What to do if a material error was made before the beginning of the earliest of the previous reporting periods presented in the financial statements for the current reporting year? In this case, the opening balances on the corresponding items of assets, liabilities and equity at the beginning of the earliest reporting period presented are subject to adjustment. Such a rule is contained in clause 11 of PBU 22/2010.

It happens that an accountant cannot determine the impact of a material error on one or more of the previous reporting periods presented in the financial statements. In this case, the entity shall adjust the opening balance for the related assets, liabilities and equity at the beginning of the earliest recalculated period. This is prescribed by clause 12 of PBU 22/2010.
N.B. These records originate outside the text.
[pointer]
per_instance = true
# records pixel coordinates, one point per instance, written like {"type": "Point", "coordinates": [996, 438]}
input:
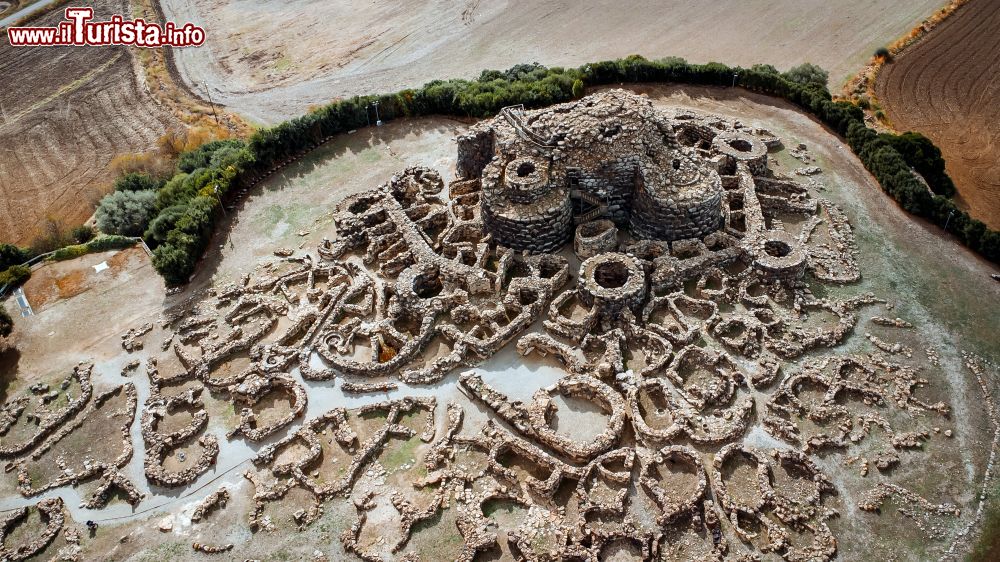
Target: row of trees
{"type": "Point", "coordinates": [182, 218]}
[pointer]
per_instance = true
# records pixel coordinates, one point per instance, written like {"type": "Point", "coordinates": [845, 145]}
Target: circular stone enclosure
{"type": "Point", "coordinates": [612, 282]}
{"type": "Point", "coordinates": [779, 255]}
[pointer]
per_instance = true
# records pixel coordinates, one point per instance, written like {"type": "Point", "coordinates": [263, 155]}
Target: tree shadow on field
{"type": "Point", "coordinates": [337, 147]}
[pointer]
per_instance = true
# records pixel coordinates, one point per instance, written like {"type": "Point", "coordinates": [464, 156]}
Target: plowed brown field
{"type": "Point", "coordinates": [270, 60]}
{"type": "Point", "coordinates": [65, 112]}
{"type": "Point", "coordinates": [948, 87]}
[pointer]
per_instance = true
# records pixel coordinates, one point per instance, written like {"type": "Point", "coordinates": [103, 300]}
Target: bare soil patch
{"type": "Point", "coordinates": [271, 60]}
{"type": "Point", "coordinates": [66, 112]}
{"type": "Point", "coordinates": [947, 87]}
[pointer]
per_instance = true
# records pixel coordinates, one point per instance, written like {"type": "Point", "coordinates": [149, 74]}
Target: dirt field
{"type": "Point", "coordinates": [271, 60]}
{"type": "Point", "coordinates": [948, 87]}
{"type": "Point", "coordinates": [927, 280]}
{"type": "Point", "coordinates": [66, 112]}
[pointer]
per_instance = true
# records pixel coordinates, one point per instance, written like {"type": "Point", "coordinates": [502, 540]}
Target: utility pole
{"type": "Point", "coordinates": [211, 103]}
{"type": "Point", "coordinates": [215, 189]}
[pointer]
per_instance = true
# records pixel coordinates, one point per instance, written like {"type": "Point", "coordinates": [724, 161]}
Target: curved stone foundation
{"type": "Point", "coordinates": [779, 256]}
{"type": "Point", "coordinates": [612, 283]}
{"type": "Point", "coordinates": [741, 147]}
{"type": "Point", "coordinates": [595, 237]}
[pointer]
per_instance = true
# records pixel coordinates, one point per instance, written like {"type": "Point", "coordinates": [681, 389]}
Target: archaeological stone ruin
{"type": "Point", "coordinates": [684, 290]}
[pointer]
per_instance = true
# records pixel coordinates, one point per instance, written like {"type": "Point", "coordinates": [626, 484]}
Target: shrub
{"type": "Point", "coordinates": [201, 157]}
{"type": "Point", "coordinates": [137, 181]}
{"type": "Point", "coordinates": [6, 323]}
{"type": "Point", "coordinates": [173, 263]}
{"type": "Point", "coordinates": [126, 212]}
{"type": "Point", "coordinates": [164, 222]}
{"type": "Point", "coordinates": [925, 158]}
{"type": "Point", "coordinates": [807, 73]}
{"type": "Point", "coordinates": [15, 275]}
{"type": "Point", "coordinates": [83, 234]}
{"type": "Point", "coordinates": [69, 252]}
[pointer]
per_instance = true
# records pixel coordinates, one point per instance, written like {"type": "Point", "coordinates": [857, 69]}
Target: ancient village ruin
{"type": "Point", "coordinates": [651, 252]}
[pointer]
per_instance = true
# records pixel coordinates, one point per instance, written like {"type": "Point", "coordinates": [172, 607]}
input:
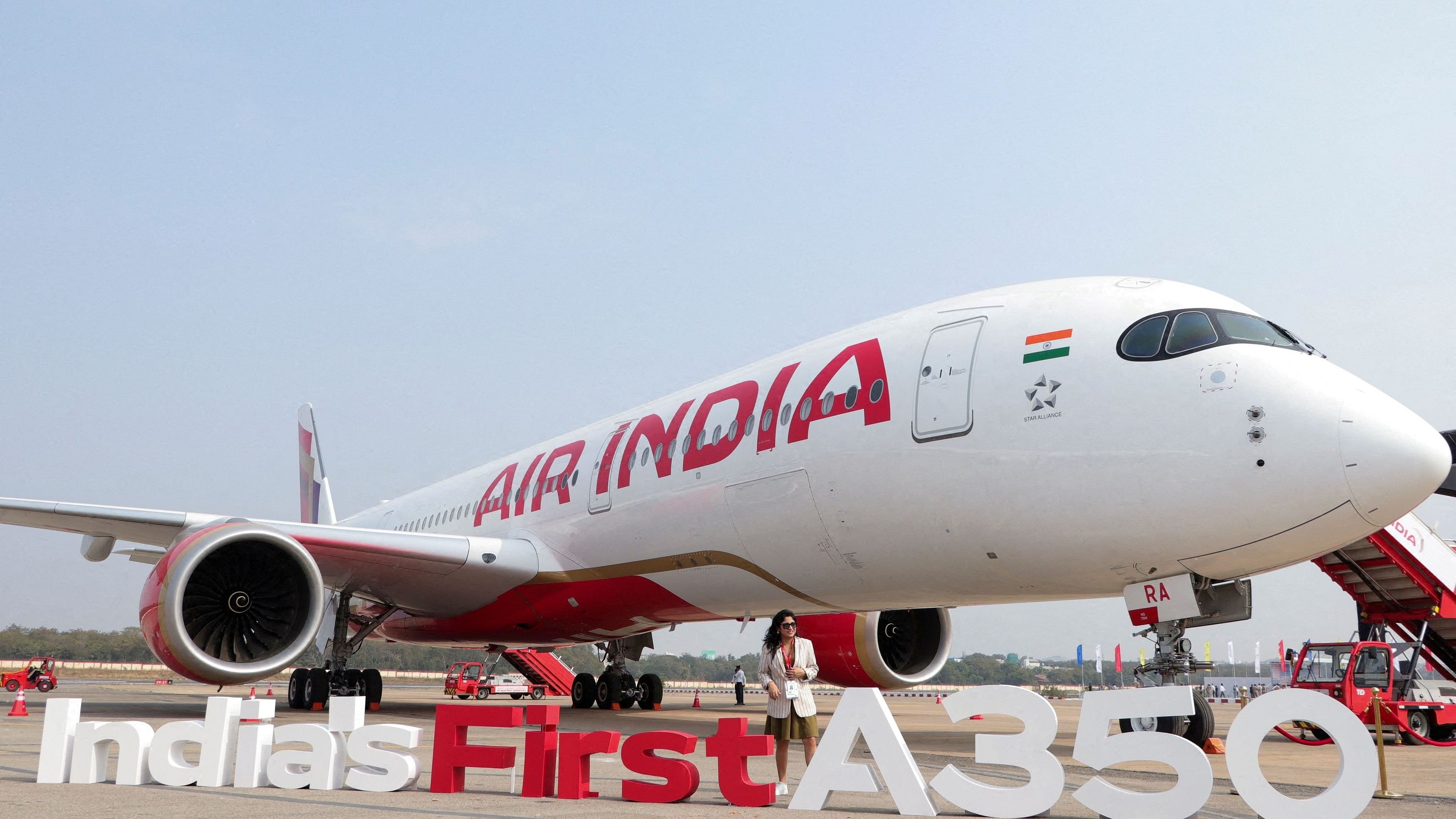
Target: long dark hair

Note. If it is impossible to determine the impact of a material error on one or more of the previous reporting periods presented in the financial statements, then the organization should adjust the opening balance for the corresponding items of assets, liabilities and capital at the beginning of the earliest of the periods for which recalculation is possible (paragraph 12 of PBU 22 / 2010).

So that the organization does not have the temptation to unreasonably declare that it is not able to recalculate the comparative indicators for the previous reporting years reflected in the current financial statements, the conditions for recognizing such a situation are separately fixed in PBU 22/2010.

So, based on clause 13 of PBU 22/2010, the impact of a material error on the previous reporting period cannot be determined in the following situations:

  • if complex and (or) numerous calculations are required, during the performance of which it is impossible to extract information indicating the circumstances that existed at the date of the error;
  • it is necessary to use the information obtained after the date of approval of the financial statements for such a previous reporting period.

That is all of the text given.